Ignition not killing power to Scout II

Jersey101

New member
I have a 79 Scout II, and when I turn off the ignition, it kills the engine as it should, but does not kill power to the vehicles electronic systems.

It's a 79 Scout with a 345 v8 and a 4spd manual transmission. Everything is pretty much stock with the exception of dual battery set up with winch, bright lights kit, an additional painless 7 circuit fuseblock added to the factory electrical system that has fog lights and an extra outlet run off it.

As it is right now, I have to disconnect the battery so the battery doesn't drain as power is being fed to all the electrical systems in the vehicle even when the ignition switch is off. The locking cylinder seems to be activating the ignition switch as it should.
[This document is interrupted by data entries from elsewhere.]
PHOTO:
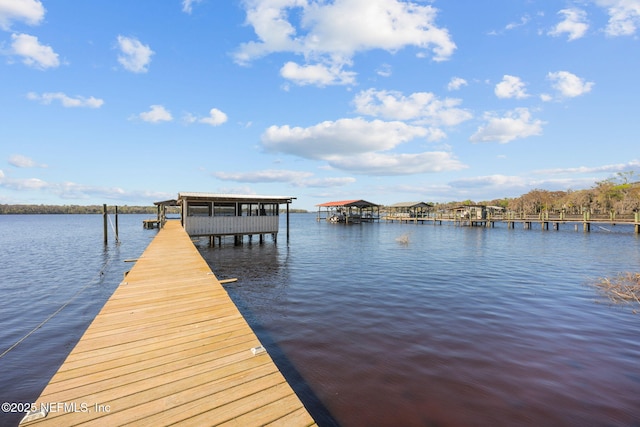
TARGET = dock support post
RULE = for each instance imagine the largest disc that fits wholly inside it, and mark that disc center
(117, 239)
(104, 222)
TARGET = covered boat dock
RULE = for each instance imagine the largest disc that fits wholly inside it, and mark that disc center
(349, 211)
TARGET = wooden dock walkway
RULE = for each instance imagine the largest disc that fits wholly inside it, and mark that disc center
(169, 347)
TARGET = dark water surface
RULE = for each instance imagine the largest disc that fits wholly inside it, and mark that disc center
(374, 324)
(50, 263)
(457, 326)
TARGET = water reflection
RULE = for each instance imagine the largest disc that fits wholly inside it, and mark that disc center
(460, 326)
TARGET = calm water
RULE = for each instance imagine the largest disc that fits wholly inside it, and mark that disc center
(457, 326)
(48, 262)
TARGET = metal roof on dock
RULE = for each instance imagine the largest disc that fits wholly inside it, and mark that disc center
(348, 203)
(235, 197)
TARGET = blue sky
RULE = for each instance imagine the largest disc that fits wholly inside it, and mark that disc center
(127, 103)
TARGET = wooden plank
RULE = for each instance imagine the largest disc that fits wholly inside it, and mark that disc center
(169, 347)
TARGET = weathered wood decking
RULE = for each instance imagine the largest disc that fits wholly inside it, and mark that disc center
(169, 347)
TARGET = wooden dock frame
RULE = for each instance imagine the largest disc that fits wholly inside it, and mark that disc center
(527, 224)
(169, 347)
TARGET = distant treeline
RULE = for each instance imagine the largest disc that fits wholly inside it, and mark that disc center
(74, 209)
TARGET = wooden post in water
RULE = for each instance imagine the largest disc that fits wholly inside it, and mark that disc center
(287, 222)
(104, 222)
(117, 239)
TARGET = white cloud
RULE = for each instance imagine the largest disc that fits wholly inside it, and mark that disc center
(513, 25)
(215, 118)
(456, 83)
(326, 182)
(359, 146)
(343, 137)
(511, 87)
(317, 74)
(135, 56)
(270, 175)
(498, 181)
(574, 24)
(569, 85)
(157, 114)
(624, 16)
(33, 53)
(66, 101)
(515, 124)
(385, 70)
(420, 107)
(20, 161)
(618, 167)
(30, 12)
(386, 164)
(187, 5)
(331, 33)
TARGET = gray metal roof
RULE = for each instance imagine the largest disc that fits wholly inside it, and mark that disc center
(220, 197)
(411, 205)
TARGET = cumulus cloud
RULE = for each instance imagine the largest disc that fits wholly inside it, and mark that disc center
(157, 114)
(30, 12)
(569, 85)
(511, 87)
(386, 164)
(134, 56)
(624, 16)
(215, 118)
(329, 34)
(316, 74)
(515, 124)
(456, 83)
(326, 182)
(339, 138)
(616, 167)
(574, 24)
(497, 180)
(66, 101)
(359, 146)
(419, 107)
(33, 53)
(20, 161)
(187, 5)
(270, 175)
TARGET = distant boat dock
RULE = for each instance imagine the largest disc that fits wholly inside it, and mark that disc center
(169, 347)
(357, 211)
(544, 222)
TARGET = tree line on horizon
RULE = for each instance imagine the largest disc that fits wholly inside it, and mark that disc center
(618, 194)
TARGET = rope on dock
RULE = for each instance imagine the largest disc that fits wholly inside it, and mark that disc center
(100, 276)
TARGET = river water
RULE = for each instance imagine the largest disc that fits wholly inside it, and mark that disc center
(373, 324)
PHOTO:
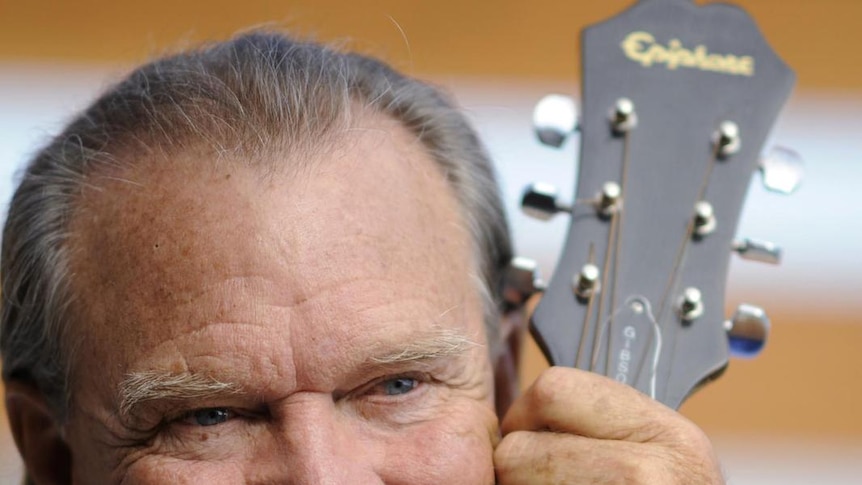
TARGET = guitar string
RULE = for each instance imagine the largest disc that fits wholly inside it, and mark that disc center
(592, 260)
(618, 243)
(611, 254)
(603, 291)
(683, 247)
(657, 334)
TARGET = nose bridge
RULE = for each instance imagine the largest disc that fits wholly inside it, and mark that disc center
(319, 446)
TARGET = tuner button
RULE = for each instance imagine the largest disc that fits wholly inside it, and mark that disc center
(747, 331)
(623, 116)
(727, 138)
(756, 250)
(521, 281)
(691, 304)
(704, 219)
(781, 169)
(540, 200)
(586, 283)
(609, 200)
(555, 117)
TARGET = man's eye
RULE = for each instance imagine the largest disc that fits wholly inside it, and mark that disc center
(397, 386)
(209, 416)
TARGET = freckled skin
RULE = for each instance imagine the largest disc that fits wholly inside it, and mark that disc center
(283, 284)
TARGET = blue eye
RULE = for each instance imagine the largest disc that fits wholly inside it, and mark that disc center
(210, 417)
(396, 387)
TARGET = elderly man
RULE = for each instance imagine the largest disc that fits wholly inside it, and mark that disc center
(269, 262)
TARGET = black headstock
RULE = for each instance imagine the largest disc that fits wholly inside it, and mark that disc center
(677, 102)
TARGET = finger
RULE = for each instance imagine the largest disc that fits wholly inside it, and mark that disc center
(545, 457)
(575, 401)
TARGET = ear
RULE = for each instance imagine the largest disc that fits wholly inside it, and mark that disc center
(513, 327)
(46, 455)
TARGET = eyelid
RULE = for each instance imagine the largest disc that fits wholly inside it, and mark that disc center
(421, 379)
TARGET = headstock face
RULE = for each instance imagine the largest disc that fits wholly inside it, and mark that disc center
(687, 73)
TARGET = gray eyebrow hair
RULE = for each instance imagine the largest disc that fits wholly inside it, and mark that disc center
(140, 387)
(444, 343)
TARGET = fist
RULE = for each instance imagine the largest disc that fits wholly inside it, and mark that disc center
(576, 427)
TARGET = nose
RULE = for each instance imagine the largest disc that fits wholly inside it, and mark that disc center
(322, 445)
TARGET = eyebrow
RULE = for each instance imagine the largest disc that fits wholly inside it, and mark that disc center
(154, 385)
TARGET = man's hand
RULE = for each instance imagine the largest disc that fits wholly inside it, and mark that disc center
(575, 427)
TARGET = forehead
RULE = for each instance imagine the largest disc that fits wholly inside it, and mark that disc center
(366, 234)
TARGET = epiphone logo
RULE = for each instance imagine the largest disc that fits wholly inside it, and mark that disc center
(642, 47)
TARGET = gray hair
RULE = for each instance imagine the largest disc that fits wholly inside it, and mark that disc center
(258, 94)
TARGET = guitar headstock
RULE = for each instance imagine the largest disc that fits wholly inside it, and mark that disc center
(678, 100)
I verified this by removing the ignition switch from the lower steering column and manually adjusting the switch through the acc, on, and start positions. I initially thought it was a faulty ignition switch and replaced it. However this did not correct the problem. Everything on the vehicle works fine except for the power not being turned off when the ignition switch is off.

This problem started occurring a couple days after I replaced the dash and the stock gauges. I've gone through the service manual to verify everything is wired as it should be. One more thing when I reconnect the battery while the ignition switch is in the off position, no power is being fed to the vehicle. It isn't until I turn the ignition switch to the on position and then back to the off position that problem persists. I'm at my wits end and figured it's about time I ask the experts. It's probably something dumb that I'm missing, but I'd appreciate any input that you guys can give.
Chris
 
Hi chris. The ignition switch in off position is not intended to cut power to every circuit in the vehicle. It is only a control for switched power circuits. There are several always hot circuits on the factory fuse panel regardless of whether the key switch is on or off. The main power feed from the battery enters the cabin via a bulkhead connector where it connects to one side of the amp gauge. A wire connected to the other terminal of the gauge exits the cabin and runs out to the alternator. So both terminals of the gauge are always hot provided the battery cables are connected. I don't know how much help this knowledge is to you, but my guess is you have a short to ground or parasitic drain occurring. I would try to isolate the circuit it is on by removing one fuse at a time until you get a yahtzee. Good luck.
 
Your the man! Found where the short was. Finally going to be able to drive this thing around in the little bit of nice weather we have up in buffalo. Thanks again.
 
Sooooo what was it?

Another tool that can be used is a multi meter. Most have a current setting that can measure up to 10 amps. You turn everything off and connect the meter is series with the positive lead and check to see if you have a leak. Then you can start pulling fuses to find the circuit, then check each device.

I kid you knot, on my 76 it took 2 sizes of fuses, some were a tad bit shorter in length then the rest. But you could still push the longer ones in place. The issue was the fuse holder ears would bend out and touch the fuse next to it. This created as issue where switched powered items were on when they should have been off.